Hemos conquistado los cielos con cohetes, pero seguimos tropezando en lo moral,
lo emocional y lo espiritual.
Y aquí aparece
una idea que propongo como continuación satírica y existencial:
“Solo sé que
soy analfabeto de la vida.”
Porque si
saberlo todo es imposible, y saber algo es siempre parcial, entonces vivir es
leer un libro sin alfabetos fijos, donde cada página se escribe con tinta
invisible y cada experiencia es una sílaba que se desvanece.
Ser
“analfabeto de la vida” no es una condena, sino una forma de lucidez. Es
aceptar que la existencia no tiene diccionario definitivo, que cada emoción,
cada decisión, cada error, es una palabra nueva que aún no sabemos pronunciar.

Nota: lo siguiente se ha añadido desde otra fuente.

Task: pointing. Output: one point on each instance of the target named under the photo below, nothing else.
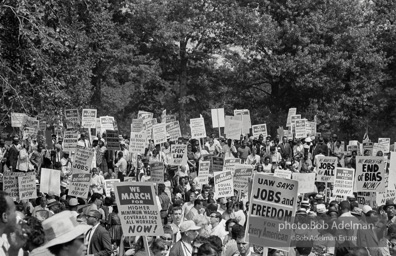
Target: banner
(286, 174)
(259, 129)
(10, 183)
(326, 168)
(157, 172)
(137, 142)
(217, 164)
(204, 168)
(173, 130)
(138, 209)
(159, 133)
(109, 186)
(50, 181)
(301, 132)
(106, 123)
(197, 126)
(217, 117)
(79, 185)
(27, 187)
(306, 182)
(246, 122)
(242, 174)
(273, 203)
(292, 112)
(224, 185)
(137, 125)
(17, 119)
(179, 154)
(82, 160)
(112, 140)
(72, 118)
(88, 119)
(234, 129)
(344, 182)
(370, 174)
(70, 139)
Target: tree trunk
(183, 88)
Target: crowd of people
(194, 221)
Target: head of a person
(242, 244)
(97, 199)
(93, 217)
(189, 231)
(215, 218)
(65, 236)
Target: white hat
(188, 225)
(62, 228)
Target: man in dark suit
(12, 154)
(97, 239)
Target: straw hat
(62, 228)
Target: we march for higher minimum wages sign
(138, 209)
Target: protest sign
(228, 119)
(286, 174)
(200, 181)
(10, 183)
(234, 129)
(17, 119)
(106, 123)
(179, 154)
(217, 164)
(145, 115)
(159, 133)
(27, 187)
(173, 130)
(79, 185)
(259, 129)
(366, 198)
(246, 122)
(301, 132)
(204, 168)
(384, 144)
(50, 181)
(224, 185)
(70, 141)
(109, 186)
(112, 140)
(137, 125)
(217, 117)
(392, 171)
(197, 126)
(82, 160)
(344, 181)
(326, 168)
(292, 112)
(72, 118)
(242, 173)
(306, 182)
(157, 172)
(370, 173)
(382, 197)
(88, 119)
(137, 142)
(273, 202)
(138, 209)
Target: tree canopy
(329, 58)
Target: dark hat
(389, 202)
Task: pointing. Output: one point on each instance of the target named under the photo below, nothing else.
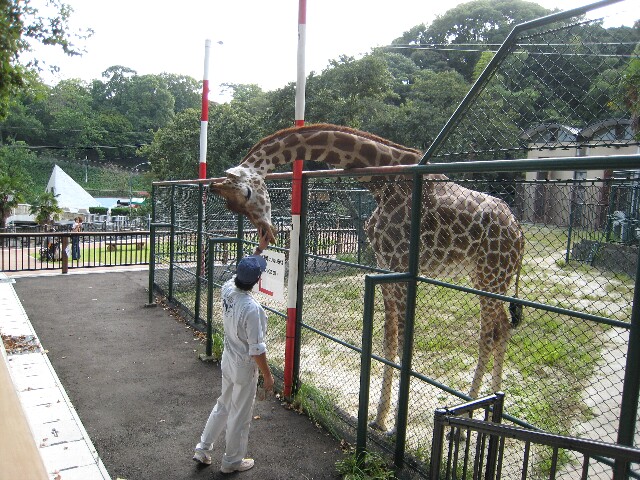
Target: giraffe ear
(236, 172)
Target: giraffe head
(246, 193)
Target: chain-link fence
(554, 104)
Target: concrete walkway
(52, 422)
(140, 394)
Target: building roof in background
(69, 194)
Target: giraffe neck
(340, 147)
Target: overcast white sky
(259, 36)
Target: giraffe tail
(515, 309)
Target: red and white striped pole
(204, 119)
(296, 207)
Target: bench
(112, 246)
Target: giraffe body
(463, 232)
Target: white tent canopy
(70, 195)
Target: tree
(630, 86)
(21, 23)
(338, 92)
(186, 91)
(46, 209)
(475, 22)
(14, 180)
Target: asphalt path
(143, 395)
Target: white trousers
(233, 410)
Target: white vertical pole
(204, 119)
(296, 206)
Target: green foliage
(21, 24)
(406, 95)
(14, 179)
(371, 467)
(319, 405)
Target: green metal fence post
(365, 366)
(631, 385)
(407, 349)
(240, 239)
(172, 241)
(199, 258)
(569, 232)
(152, 262)
(209, 347)
(302, 259)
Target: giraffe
(463, 232)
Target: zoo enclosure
(572, 365)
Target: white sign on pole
(272, 281)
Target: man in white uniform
(245, 352)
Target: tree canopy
(405, 92)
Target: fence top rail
(612, 162)
(585, 445)
(127, 233)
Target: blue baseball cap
(250, 268)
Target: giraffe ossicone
(462, 232)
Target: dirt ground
(141, 392)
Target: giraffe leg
(494, 333)
(485, 345)
(389, 351)
(502, 332)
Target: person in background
(75, 239)
(245, 353)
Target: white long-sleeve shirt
(245, 324)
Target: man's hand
(263, 243)
(267, 382)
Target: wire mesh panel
(563, 88)
(564, 241)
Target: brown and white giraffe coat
(463, 232)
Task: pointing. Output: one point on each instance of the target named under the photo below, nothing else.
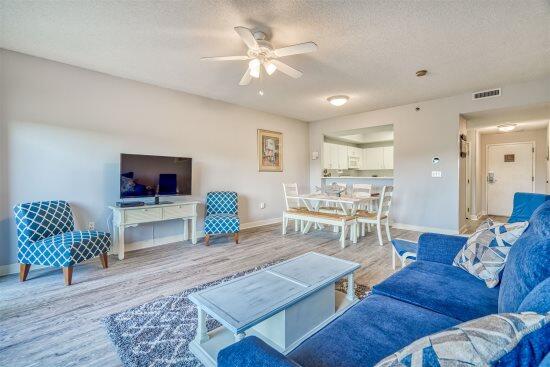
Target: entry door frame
(468, 179)
(534, 177)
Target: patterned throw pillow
(479, 342)
(484, 254)
(486, 224)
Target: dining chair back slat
(291, 189)
(385, 202)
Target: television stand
(159, 203)
(133, 216)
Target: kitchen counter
(358, 177)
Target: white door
(388, 157)
(509, 170)
(342, 156)
(327, 155)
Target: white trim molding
(14, 268)
(411, 227)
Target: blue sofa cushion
(441, 248)
(405, 246)
(538, 300)
(525, 204)
(528, 262)
(368, 332)
(481, 342)
(441, 288)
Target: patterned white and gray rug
(157, 333)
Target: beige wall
(423, 202)
(63, 129)
(538, 136)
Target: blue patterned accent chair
(46, 236)
(221, 214)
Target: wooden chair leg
(104, 260)
(24, 271)
(68, 275)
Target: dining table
(347, 203)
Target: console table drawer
(178, 211)
(142, 215)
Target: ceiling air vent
(486, 94)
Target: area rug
(158, 333)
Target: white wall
(538, 136)
(422, 201)
(63, 129)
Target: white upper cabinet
(374, 158)
(378, 158)
(388, 157)
(335, 156)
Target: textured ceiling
(368, 50)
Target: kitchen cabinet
(335, 156)
(374, 158)
(378, 158)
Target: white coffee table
(283, 304)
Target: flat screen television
(150, 175)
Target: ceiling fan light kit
(338, 100)
(261, 52)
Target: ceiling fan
(261, 53)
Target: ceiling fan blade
(288, 70)
(301, 48)
(245, 80)
(225, 58)
(247, 37)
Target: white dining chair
(290, 190)
(363, 191)
(381, 216)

Es una forma de humildad activa, no pasiva: no saber, pero querer entender.
Este
analfabetismo ilustrado nos protege de los dogmas, de los gurús, de los
algoritmos que prometen sentido en cinco pasos. Nos recuerda que la vida no se
puede resumir en tutoriales ni en definiciones, y que el verdadero saber es
siempre inacabado, siempre en construcción.
Desde la
sátira, esta idea se convierte en herramienta crítica: podemos burlarnos de los
que se creen sabios, de los que pontifican sin dudar, de los que confunden
erudición con comprensión. Podemos imaginar sellos editoriales ficticios como
la Universidad del Saber Incompleto o el Instituto de Analfabetismo
Vital, y usarlos como ironía contra la pedantería del discurso dominante.
Porque si el
saber es parcial, toda autoridad intelectual debe ser revisada, parodiada y
cuestionada. Ahí es donde la filosofía se encuentra con la sátira: en el
terreno fértil de la duda, del juego y del pensamiento que no se toma demasiado
en serio, pero tampoco se rinde.
En última
instancia, la enseñanza de Sócrates no fue una lección de filosofía, sino una lección
de humanidad. Nos recordó que el pensamiento no debe servir para presumir,
sino para buscar. Que la verdad no se posee, se persigue. Y que la sabiduría no
es un destino, sino un camino que se recorre con humildad.
Quizás algún
día la humanidad alcance grandes verdades sobre la materia, el espíritu o el
cosmos. Pero mientras tanto, conviene no olvidar lo esencial:
Solo sé que no
sé nada…
o, dicho con palabras más cercanas a nuestro tiempo,
solo sé que soy analfabeto de la vida.